Whether you agree with that philosophy or not, his stand raises a question: What happens to the workers who have been entering the country legally under the H-2A Program for temporary agricultural workers?
Under H-2A, the federal government grants foreign nationals short-term visas to help harvest and process crops. The emphasis in the verbiage on the H-2A Program website (https://www.uscis.gov/working-united-states/temporary-workers/h-2a-temporary-agricultural-workers) is on jobs that are of a temporary or seasonal nature
We hear a lot of complaining about immigrants taking jobs from American workers, but the law requires agricultural employers to demonstrate “there are not enough U.S. workers who are able, willing, qualified and available to do the temporary work.”
And the Department of Labor doesn’t just pay lip service to the requirement, according to Susan Denham, a Community Outreach Resource & Planning Specialist (C.O.R.P.S.) with the DOL’s Wage and Hour Division.
“One of the law’s provisions is that if you had U.S. workers in the previous year, you have to extend employment to them first before you offer employment to any H-2A,” she said. “You have to keep a log and record what you did to recruit that U.S. worker.”
Ms.
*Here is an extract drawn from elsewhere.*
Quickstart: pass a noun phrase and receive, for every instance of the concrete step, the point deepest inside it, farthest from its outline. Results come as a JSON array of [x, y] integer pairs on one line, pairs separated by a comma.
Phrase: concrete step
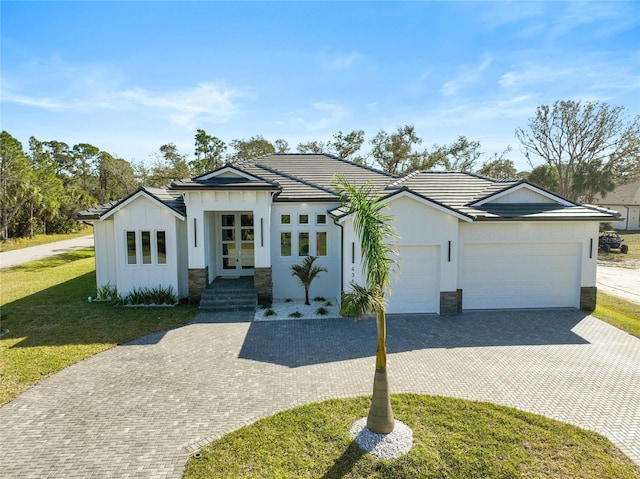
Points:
[[229, 299]]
Denham, who is based in Tupelo, Miss., provided an update on the H-2A Program for members of the Delta Council’s Aquaculture Committee at a meeting in Stoneville, Miss., at the end of August.
Employers must try to hire U.S. workers first, and those workers have a right to the jobs in up to 50 percent of the employment contract. Farmers must also offer at least the same incentives, including housing and transportation to U.S. workers, as they would to H-2A workers.
Catfish farmers hire H-2A workers to help with seining of ponds to harvest catfish. Many of the gins in the Mid-South have a number of H-2A workers because of the seasonal nature of cotton ginning.
If construction of the wall begins soon after the election, as promised, farmers may need a back-up plan for harvesting their crops.